Yusuf's "paradise" is the enclosed garden of Aziz's house. At
the end of the novel, he flees the garden and joins the German colonial
army. "Although Mr.
Gurnah . . . succeeds in making "Paradise" an evocative portrait of
Africa on the brink of change, his book is less a political indictment
than a poignant meditation on the nature of freedom and the loss of
innocence, for both a single sensitive boy and an entire continent." (Linda Barrett Osborne, The New York Times, December 18, 1994) The work was shortlisted for the Booker Prize in 1994; the winner was How late it was, how late by James Kelman. Afterlives
(2020), a kind of sequel to Paradise, took a closer look at Germany's
colonial rule in East Africa. The central characters are Hamza and
Ilyas, who are recruited into the Schutztruppe askari, the feared
infantry division of German colonial forces, and Afiya, the younger
sister of Ilyas.
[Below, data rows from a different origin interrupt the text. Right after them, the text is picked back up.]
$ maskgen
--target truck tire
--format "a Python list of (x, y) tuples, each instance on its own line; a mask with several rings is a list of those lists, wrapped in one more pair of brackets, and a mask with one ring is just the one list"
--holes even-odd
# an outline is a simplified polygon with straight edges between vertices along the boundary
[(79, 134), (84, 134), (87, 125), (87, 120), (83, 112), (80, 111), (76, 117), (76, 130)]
He almost disappears from the scene early on, but at the end the story wraps around the mystery of his
fate. Gurnah main characters are Muslims, and he has weaved Qur'anic stories in the fabric of his narratives, but he has said that he don't think himself especially as a Muslim writer. "I only really think of myself as Abdulrazak, who lives in England, teaches in a university, and writes books. I also don't think of myself as a postcolonialist. There's clearly just a useful postcolonial way of thinking about how we organize the texts that we teach. We find that we can say things in common about these texts, but postcolonialism isn't a piety, or something you can believe or disbelieve in. ('Abdulrazak Gurnah,' in British Muslim Fictions: Interviews with Contemporary Writers by Claire Chambers, Palgrave Macmillan, 2011, p. 126) From 1980 to 1983, Gurnah lectured at the prestigious Bayero University Kano (BUK), in Nigeria, and then returned back to Britain. He received his doctorate in 1982 at the University of Kent in Canterbury with a disseration about criteria in the criticism of West African Fiction. Until his retirement, he worked there as Professor of English and Postcolonial Literatures. Gurnah lives in Canterbury. He has kept his family out of public view.